Friday 27 November 2009

The Fishing Tradition

While the novels of Lowlander Scott were responsible
for popularizing the historical romance of be-tartaned
Highlanders, the  Gaelic-speakers of the North had
moved on from previous  jacobite aspirations. In many
areas bankrupt clan chieftains had sold their lands.
In others, they had turned to sheep—rearing. The
resulting Clearances in the nineteenth century marked the end of
the communal clan system where the produce of land and sea had
been a common asset. The system of grazing domestic animals on
the hills during the summer became less and less practical, and
salmon, deer and grouse became sport for the new landowners.

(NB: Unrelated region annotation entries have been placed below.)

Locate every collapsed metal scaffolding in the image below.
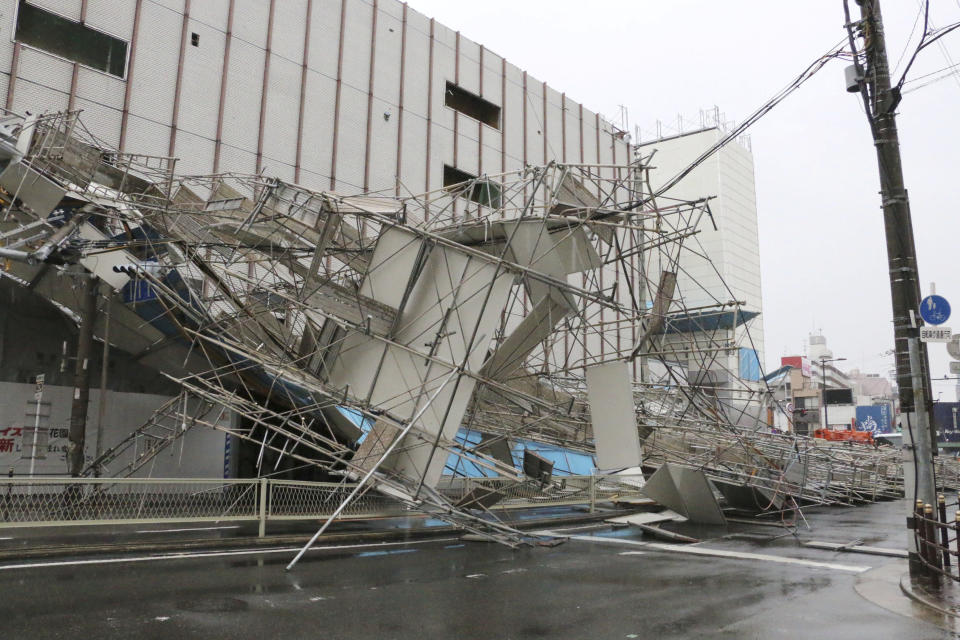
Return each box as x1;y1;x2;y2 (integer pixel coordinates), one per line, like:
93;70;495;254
0;112;957;544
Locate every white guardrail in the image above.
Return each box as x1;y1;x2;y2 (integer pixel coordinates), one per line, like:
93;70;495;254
0;476;642;536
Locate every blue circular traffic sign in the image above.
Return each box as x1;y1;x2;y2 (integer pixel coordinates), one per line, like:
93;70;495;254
920;296;950;325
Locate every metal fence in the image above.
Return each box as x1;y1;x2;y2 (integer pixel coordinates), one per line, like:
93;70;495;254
0;476;642;535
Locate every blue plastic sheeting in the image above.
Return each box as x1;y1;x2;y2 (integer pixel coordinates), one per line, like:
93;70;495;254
444;429;596;478
740;347;760;382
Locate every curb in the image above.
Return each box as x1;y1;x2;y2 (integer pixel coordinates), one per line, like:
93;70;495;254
0;511;620;561
900;573;960;618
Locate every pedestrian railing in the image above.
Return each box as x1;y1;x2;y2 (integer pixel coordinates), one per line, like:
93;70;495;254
0;476;642;535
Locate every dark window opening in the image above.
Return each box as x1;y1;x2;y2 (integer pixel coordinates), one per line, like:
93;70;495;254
16;0;127;78
443;164;500;209
443;82;500;129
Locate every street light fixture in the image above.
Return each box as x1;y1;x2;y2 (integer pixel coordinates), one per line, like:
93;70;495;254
819;357;846;430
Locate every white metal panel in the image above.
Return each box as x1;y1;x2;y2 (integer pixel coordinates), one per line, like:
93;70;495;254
527;75;545;164
223;37;264;154
403;11;430;118
86;0;137;42
77;66;127;109
369;92;397;191
300;71;337;184
13;47;73;113
307;0;347;78
335;85;367;192
176;18;226;142
263;54;302;167
231;0;266;48
343;0;373;91
220;145;257;173
563;98;580;162
546;85;564;162
264;0;304;62
481;49;503;106
174;131;216;175
190;0;230;28
16;46;73;93
400;113;427;195
130;1;183;123
501;63;523;171
151;0;185;12
125;114;170;156
30;0;83;22
74;97;121;148
373;5;403;111
457;35;486;95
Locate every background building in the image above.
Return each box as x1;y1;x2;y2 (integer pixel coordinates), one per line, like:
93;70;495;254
0;0;633;476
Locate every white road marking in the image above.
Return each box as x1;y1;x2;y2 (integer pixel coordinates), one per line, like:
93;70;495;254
0;538;457;571
620;542;871;573
137;524;240;533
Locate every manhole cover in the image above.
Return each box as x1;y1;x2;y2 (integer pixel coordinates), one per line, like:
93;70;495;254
177;598;250;613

While in the remoter areas of the Highlands and Islands sea
Fishing continued to be an important part of the peasant-crofters
economy, from the 1840s to the 1880s the fishing industry on the
East Coast was particularly prosperous. Three men would work
in one yawl. Sailing to the fishing grounds, they took with them a
keg of water and enough oatcakes and cheese in their 'pocken mor'
(canvas bag with a drawstring) to keep them going for
twenty—four hours. The  baited line was cast and left
for half an hour before being pulled in, hopefully
full of cod, haddock, mackerel, whiting,cuddies
(young coalfish), soles, flounders, skate and dogfish.
As one man rowed another pulled in the line while a
third removed the fish as they came into the boat.

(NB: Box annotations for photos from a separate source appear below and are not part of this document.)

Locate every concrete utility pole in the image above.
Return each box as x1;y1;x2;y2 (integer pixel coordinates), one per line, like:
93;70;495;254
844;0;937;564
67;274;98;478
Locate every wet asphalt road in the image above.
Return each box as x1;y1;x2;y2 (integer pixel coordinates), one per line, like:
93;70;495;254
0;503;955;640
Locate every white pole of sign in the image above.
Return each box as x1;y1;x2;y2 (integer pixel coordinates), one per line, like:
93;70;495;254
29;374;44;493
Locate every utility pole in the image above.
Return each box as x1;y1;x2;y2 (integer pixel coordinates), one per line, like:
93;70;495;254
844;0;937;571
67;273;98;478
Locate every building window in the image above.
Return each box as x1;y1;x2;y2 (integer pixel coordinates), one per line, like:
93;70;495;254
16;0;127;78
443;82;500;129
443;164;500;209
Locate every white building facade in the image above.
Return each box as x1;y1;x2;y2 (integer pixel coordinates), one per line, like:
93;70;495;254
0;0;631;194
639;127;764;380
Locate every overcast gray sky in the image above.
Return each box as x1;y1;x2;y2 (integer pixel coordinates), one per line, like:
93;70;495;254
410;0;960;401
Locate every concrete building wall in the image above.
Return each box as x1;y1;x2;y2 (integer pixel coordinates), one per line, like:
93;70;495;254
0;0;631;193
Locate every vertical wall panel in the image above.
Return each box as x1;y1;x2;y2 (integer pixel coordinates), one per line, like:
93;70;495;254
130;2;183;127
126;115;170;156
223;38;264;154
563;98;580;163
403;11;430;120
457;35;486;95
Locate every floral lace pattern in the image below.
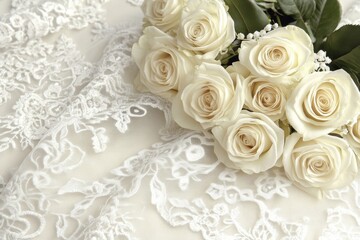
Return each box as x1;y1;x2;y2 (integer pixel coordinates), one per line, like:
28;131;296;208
0;1;360;240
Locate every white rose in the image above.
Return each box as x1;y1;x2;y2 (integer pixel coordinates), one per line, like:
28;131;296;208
243;76;289;121
345;115;360;160
212;110;284;174
286;70;360;141
283;133;358;198
239;26;315;81
172;63;244;130
132;27;194;100
178;0;236;59
141;0;186;32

Back on the shore, the catch was laid out on the beach
and the three men distributed piles of fish evenly
between them. Their wives took on the job of
packing the fish into creels which they then
put onto their backs to go off
selling around the country.



Not all the fish, however, was sold fresh. Each fishwife was also
an expert smoker, owning a wooden smoking shed with an
earthen floor and a hollow centre where the fire was laid. There
was no chimney, so as the fire burned, the shed filled with smoke.
Along with her collection of hard woods, she used fir cones to
make the cool smoke which preserved the fish. Firstly, however,
the fish had to be gutted, split and their heads removed. Haddock
was most commonly smoked by this method. Then they had to be
scrubbed clean of blood and put into a tub with salt to preserve
them. Finally they were hung up on spits and put into the
smoking shed. The process took the best part of the day. The fish-
wife smoked for two days of the week and for the other four, went
to the country selling fish. On Sunday she went to church.

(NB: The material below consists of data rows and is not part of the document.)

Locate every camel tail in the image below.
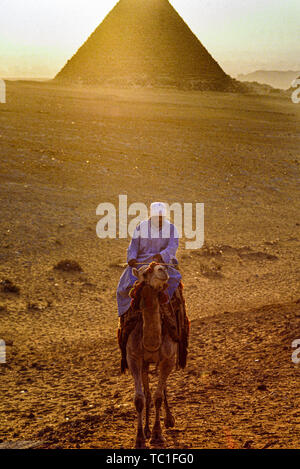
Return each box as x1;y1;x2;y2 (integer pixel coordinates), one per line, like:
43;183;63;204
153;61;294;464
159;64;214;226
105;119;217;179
178;334;189;370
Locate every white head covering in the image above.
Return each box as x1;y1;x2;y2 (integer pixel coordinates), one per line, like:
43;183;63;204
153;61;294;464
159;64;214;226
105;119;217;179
150;202;167;217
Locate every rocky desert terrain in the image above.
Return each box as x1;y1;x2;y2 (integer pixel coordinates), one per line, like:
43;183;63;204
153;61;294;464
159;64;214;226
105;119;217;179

This method of smoking fish by splitting open was common
practice in most East Coast fishing communities, eventually
taking its name Finnan (haddie) from the Aberdeenshire fishing
village of Findon, colloquially known as Finnan. Further south, a
‘closed’ unsplit cure also developed at Auchmithie, a small
fishing village just north of Arbroath. Here, the fish became
known as a Smokie, not smoked in a tall shed with cool smoke but
over a hotter fire in a half whisky barrel covered with layers of
hessian sacking.

Gutted and salted, a pair of fish, their tails tied together, were
hung over wooden rods. Layers of sacking were laid on top. The
smoking process took about forty minutes, which cooked the fish
to a coppery brown on the outside, flavouring the flesh with a
mild smokiness. Both finnans and smokies (which were later
smoked also in Arbroath and became known as Arbroath smokies)
joined the collection of wet fish in the fishwife’s creel.